Há algo de triste nos ventos de quarta-feira... Afinal, onde é que o vento nasce? Uma melancolia crepitava no quadro que a tinta cinza das nuvens pintava nas ruas e nos becos que fomos caminhando, um passo por segundo, um segundo em cada passo. Com o pescoço inclinado ao chão, me perdi entre as assimetrias das arquiteturas porcas, entre os farelos de alimentos lançados aos pombos e seus dejetos, entre os sapatos dos outros compondo músicas efêmeras, entremeadas pelo som das buzinas, das vozes, da alegria de Simone que trovejava sobre quão exímio ator o seu homem era. Ela também, se equilibrando sobre os cacos de si, do vitral que era e se esfarelava ao longo de sua existência. Seus pés sangravam, ela já comprou todo o desdém do mundo. Ela nunca gostou de atores. Essa frase, ansiosa para se fazer voz, foi impedida pelos meus dentes e o lábio mordido. Qualquer mínima ofensa, mesmo uma onda sonora levemente impetuosa, e ela se esfarelaria por completo. E eu quem deveria segurá-la em minhas mãos, entre os meus dedos, a apertar até a mais doce agonia. Ela enfim se dirigiu a mim, ela não sabia onde estávamos indo.

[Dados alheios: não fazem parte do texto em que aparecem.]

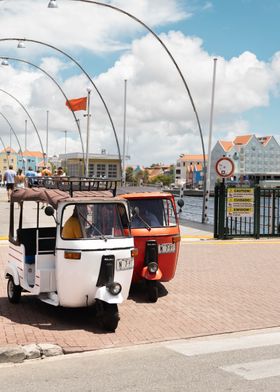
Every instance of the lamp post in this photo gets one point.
(65, 149)
(21, 44)
(13, 131)
(59, 87)
(208, 170)
(124, 132)
(47, 137)
(88, 115)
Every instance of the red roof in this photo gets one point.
(240, 140)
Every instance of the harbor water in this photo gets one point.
(192, 209)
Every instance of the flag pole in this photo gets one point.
(88, 131)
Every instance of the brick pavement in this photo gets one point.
(219, 287)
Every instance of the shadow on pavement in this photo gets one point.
(33, 312)
(138, 292)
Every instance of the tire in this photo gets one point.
(152, 291)
(13, 291)
(108, 316)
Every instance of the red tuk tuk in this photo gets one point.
(156, 232)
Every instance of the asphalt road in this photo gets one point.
(236, 363)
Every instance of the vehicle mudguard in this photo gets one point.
(11, 270)
(103, 294)
(149, 276)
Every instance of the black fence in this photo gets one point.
(246, 212)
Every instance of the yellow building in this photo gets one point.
(8, 156)
(100, 165)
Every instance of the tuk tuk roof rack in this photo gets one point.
(71, 184)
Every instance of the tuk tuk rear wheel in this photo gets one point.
(13, 291)
(108, 316)
(152, 290)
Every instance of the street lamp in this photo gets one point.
(59, 87)
(21, 44)
(53, 4)
(12, 129)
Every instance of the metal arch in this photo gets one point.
(36, 130)
(176, 65)
(1, 140)
(59, 87)
(83, 70)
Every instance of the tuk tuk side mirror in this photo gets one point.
(135, 211)
(180, 203)
(49, 211)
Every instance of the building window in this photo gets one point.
(112, 171)
(101, 170)
(91, 169)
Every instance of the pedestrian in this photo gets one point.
(46, 172)
(20, 179)
(29, 177)
(9, 178)
(60, 172)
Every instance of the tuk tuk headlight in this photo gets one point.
(152, 267)
(115, 288)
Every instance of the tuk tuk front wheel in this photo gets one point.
(108, 316)
(152, 290)
(13, 291)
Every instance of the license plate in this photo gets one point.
(166, 248)
(124, 264)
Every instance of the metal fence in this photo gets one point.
(264, 220)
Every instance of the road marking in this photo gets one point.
(195, 241)
(255, 370)
(222, 344)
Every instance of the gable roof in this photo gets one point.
(241, 140)
(264, 139)
(227, 146)
(196, 158)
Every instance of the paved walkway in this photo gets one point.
(219, 287)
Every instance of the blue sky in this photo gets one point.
(243, 34)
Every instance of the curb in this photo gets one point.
(18, 354)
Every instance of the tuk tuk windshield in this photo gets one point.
(93, 220)
(152, 212)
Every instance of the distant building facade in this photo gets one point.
(189, 171)
(8, 156)
(255, 158)
(100, 165)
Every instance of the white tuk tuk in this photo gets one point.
(63, 270)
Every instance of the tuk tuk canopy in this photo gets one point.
(55, 196)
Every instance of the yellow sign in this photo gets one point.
(240, 202)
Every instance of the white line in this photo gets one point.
(255, 370)
(221, 344)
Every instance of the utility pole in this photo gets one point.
(65, 149)
(88, 115)
(124, 133)
(25, 139)
(47, 137)
(208, 171)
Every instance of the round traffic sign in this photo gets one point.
(225, 167)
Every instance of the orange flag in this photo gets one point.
(77, 104)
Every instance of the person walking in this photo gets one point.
(29, 177)
(9, 178)
(20, 179)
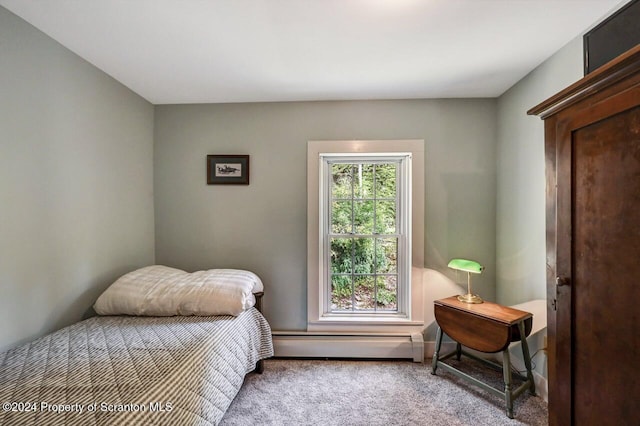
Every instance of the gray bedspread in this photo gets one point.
(133, 370)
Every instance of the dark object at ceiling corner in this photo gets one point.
(612, 37)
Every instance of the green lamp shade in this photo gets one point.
(465, 265)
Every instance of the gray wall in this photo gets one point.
(76, 183)
(521, 250)
(262, 227)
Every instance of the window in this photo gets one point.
(366, 223)
(365, 236)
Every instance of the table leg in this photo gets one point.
(527, 358)
(506, 369)
(434, 361)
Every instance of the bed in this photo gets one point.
(182, 369)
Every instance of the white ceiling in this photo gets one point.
(196, 51)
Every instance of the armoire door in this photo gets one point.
(598, 263)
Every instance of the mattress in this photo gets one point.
(182, 370)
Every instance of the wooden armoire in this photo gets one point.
(592, 150)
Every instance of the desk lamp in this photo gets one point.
(470, 267)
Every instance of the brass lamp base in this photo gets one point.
(470, 298)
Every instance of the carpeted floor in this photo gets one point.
(335, 392)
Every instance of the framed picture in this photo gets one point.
(228, 169)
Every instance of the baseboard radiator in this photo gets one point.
(348, 345)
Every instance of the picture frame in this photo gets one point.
(227, 170)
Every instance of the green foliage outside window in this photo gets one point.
(364, 244)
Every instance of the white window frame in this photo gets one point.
(411, 313)
(403, 225)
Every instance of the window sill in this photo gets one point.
(364, 320)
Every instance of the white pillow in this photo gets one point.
(162, 291)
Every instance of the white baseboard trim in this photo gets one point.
(349, 345)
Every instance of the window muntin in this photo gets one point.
(366, 248)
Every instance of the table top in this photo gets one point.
(489, 310)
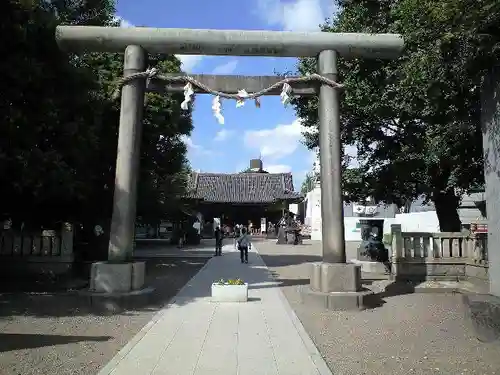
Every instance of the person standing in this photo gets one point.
(219, 235)
(244, 244)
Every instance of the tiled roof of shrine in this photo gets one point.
(245, 187)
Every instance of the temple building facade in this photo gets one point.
(253, 196)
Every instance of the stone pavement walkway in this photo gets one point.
(195, 336)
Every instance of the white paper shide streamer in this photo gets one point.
(285, 94)
(240, 101)
(216, 108)
(188, 93)
(242, 94)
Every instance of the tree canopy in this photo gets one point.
(415, 121)
(60, 123)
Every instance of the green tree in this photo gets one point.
(59, 136)
(416, 120)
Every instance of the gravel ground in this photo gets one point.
(53, 333)
(409, 334)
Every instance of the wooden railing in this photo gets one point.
(437, 254)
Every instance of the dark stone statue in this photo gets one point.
(372, 247)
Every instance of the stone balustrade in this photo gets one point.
(45, 251)
(443, 256)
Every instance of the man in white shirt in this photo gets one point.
(197, 227)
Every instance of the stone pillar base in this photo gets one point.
(106, 277)
(115, 287)
(336, 286)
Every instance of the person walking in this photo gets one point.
(219, 235)
(244, 244)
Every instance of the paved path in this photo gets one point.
(196, 336)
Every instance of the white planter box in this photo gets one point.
(229, 293)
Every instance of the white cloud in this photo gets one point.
(278, 168)
(195, 146)
(277, 142)
(223, 135)
(226, 68)
(296, 15)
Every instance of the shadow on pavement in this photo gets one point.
(17, 341)
(167, 276)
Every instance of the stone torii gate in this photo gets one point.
(333, 282)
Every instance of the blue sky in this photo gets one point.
(272, 131)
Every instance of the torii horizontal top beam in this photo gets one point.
(232, 84)
(228, 42)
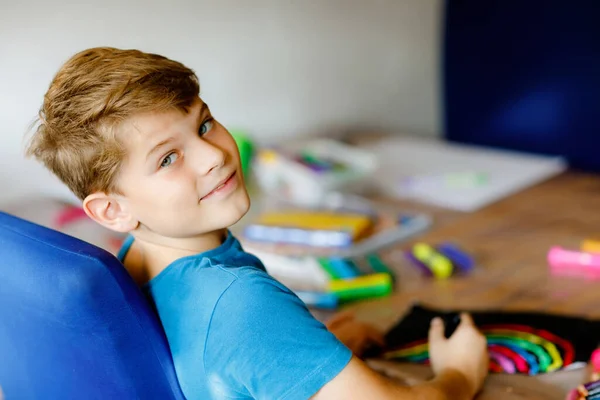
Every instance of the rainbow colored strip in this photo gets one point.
(513, 349)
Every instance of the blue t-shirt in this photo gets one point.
(236, 333)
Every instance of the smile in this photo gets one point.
(223, 188)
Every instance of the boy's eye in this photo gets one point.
(205, 127)
(168, 160)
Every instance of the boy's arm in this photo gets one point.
(358, 381)
(460, 364)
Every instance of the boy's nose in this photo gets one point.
(207, 157)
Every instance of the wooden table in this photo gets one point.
(510, 240)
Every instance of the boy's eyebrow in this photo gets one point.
(158, 146)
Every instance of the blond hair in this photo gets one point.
(93, 92)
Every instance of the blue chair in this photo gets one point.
(73, 324)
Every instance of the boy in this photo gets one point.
(128, 134)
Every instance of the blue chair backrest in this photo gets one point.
(73, 324)
(524, 75)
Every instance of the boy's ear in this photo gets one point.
(110, 212)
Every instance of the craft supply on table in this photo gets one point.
(309, 228)
(441, 261)
(363, 287)
(590, 246)
(306, 172)
(518, 343)
(574, 263)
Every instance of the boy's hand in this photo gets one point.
(465, 351)
(357, 336)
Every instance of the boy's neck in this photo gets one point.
(149, 257)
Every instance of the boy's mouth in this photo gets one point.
(222, 187)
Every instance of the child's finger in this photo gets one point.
(436, 330)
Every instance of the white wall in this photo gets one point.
(277, 68)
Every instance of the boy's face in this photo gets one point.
(182, 175)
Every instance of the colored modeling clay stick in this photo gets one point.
(328, 268)
(568, 261)
(420, 266)
(573, 395)
(378, 265)
(387, 237)
(591, 385)
(361, 265)
(343, 269)
(318, 300)
(459, 258)
(440, 266)
(590, 246)
(376, 285)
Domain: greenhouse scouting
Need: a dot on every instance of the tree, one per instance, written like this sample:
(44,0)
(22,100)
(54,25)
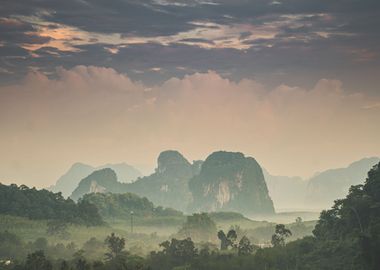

Eu não sei quem me habita, quem gera o automatismo da minha violência apaixonada. Mas eu lhe agradeço. Pois ali, embalado pelo ruflar gelado de uma chuva grossa, vendo o corpo de Simone todo pétreo, atirada ao chão molhado, a face estupefata, lagrimas... Ali eu pude nascer pela primeira vez. Amarrei seus membros contra os próprios membros e tapei sua boca com minhas duas mãos calejadas. Temporariamente - gosto daqueles lábios de damasco crispados pelo pavor. Pude vê-la se debatendo até a exaustão, como um casulo incompleto e assustado. Eu disse que era o seu facilitador, o advogado de sua metamorfose, o embagador da sua ira, e que ela não precisaria se preocupar. Não fez efeito. Movido por pulsos desconhecidos, derramei o meu escarro mais sujo sob sua face e observei-a se contorcer, meu gozo infinito ao ver o nosso desgosto agora equalizado. Ela era linda... E seu tronco se revirava, incapaz de conter todos os gritos que reverberavam ao lado do coração. Havia amor naquela região, eu bem sabia. No fim, o curso dos meus pensamentos, mesmo girando em trilhas tortuosas, me levava sempre ao mesmo destino execrável: Simone era uma mulher patética. Como era patética! Se a vida dela fosse objeto de arte, seria exatamente aquela montagem que exibi ali. Eu lhe dei o presente divino da revelação. Porque eu a conheci muito além dela mesmo ou de seu homem. Eu a possuí. Eu era o maestro final de sua performance. Bati sinceras palmas pra Simone. E até lhe arremessaria uma flor. Uma orquídea morta.

Quando eu me virei a encarar as ruas mais uma vez, vi borboletas de asas azuis contornando um poste desligado e senti um peso nas maçãs do rosto. Constrição no peito, respiração arfada. Continuar caminhando... É preciso continuar caminhando. Nada me resta. E pude entender que esse era o destino do primeiro aborto do destino.